2021 Spring/Fall Changes
The Natural Language Processing A/B courses are replaced with corresponding Digital Humanities (Language Processing and Information Retrieval) courses. A new website will be up by 2021/4/12.
Fall 2019 Schedule
Date | # | Content |
---|---|---|
10/8 | 1 | Introduction: JupyterHub, Python, spaCy |
10/15 | 2 | UD page |
10/29 | 3 | NLP Examples #1 (English, Standard Ebooks) |
11/12 | 4 | NLP Examples #2 (spaCy and corpus statistics, graphing) |
11/19 | 5 | NLP Examples #3 (Japanese, Aozora Bunko) |
11/26 | 6 | NLP Examples #4 (spaCy & pattern matching) |
12/3 | 7 | NLP Examples #5 Machine Translation (Japanese→English) using the Japanese-English Bilingual Corpus of Wikipedia’s Kyoto Articles [Results using OpenNMT-py] (BLEU = 21.59, 58.8/30.6/18.7/12.3 (BP=0.852, ratio=0.862, hyp_len=1022196, ref_len=1186336) ) [Transformer model comparison (BLEU = 21.98, 60.7/32.1/20.1/13.5 (BP=0.816, ratio=0.831, hyp_len=985827, ref_len=1186336) )] [Human Evaluation] |
12/10 | 8 | Discussion of #5 Results and student projects |
12/17 | 9 | Student projects |
1/7 | 10 | Student projects |
1/14 | 11 | Student projects |
1/21 | 12 | Student projects |
1/28 | 13 | Project Presentations (1) |
2/4 | 14 | Project Presentations (2) |
Projects
Projects are assigned individually, but may involve collaboration between students. All projects require timely status updates and discussions with the instructor. The final product will consist of a short presentation of the project and a report written in either Japanese or English.

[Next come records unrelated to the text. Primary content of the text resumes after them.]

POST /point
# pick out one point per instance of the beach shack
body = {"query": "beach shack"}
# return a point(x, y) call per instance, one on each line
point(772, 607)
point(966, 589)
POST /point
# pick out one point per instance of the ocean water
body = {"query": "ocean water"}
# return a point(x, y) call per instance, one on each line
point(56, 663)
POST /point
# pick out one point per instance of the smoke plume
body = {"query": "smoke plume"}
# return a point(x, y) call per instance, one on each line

The final project is a chance for students to gain deeper insight into some aspect of NLP. This can be in the form of dataset creation (annotation of new resources), linguistic investigation (using NLP software and basic statistics), or reproductions of existing NLP methods, among others. All projects must follow reproducible research guidelines.
Presentation
The alloted time is 20 minutes for the presentation and 10-15 minutes for Q&A. There is no template and you may use any software you would like to present, including using a Jupyter notebook. Please note that you need an (full-size) HDMI port or adapter if you would like to use your own computer.
Structure
Each presentation should give a quick overview of natural language processing techniques or linguistic knowledge needed for your colleagues to follow along.

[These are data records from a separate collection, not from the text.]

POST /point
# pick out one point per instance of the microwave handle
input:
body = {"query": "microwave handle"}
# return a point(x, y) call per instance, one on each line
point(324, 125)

Please follow the reproducible research guidelines for how to organize your project.
Report
Based on your presentation, please hand in a report and data/program (if applicable) on the last day of class (2/4). Report format is decided on a case-by-case basis after consultation with instructor (Jupyter notebook is commonly accepted).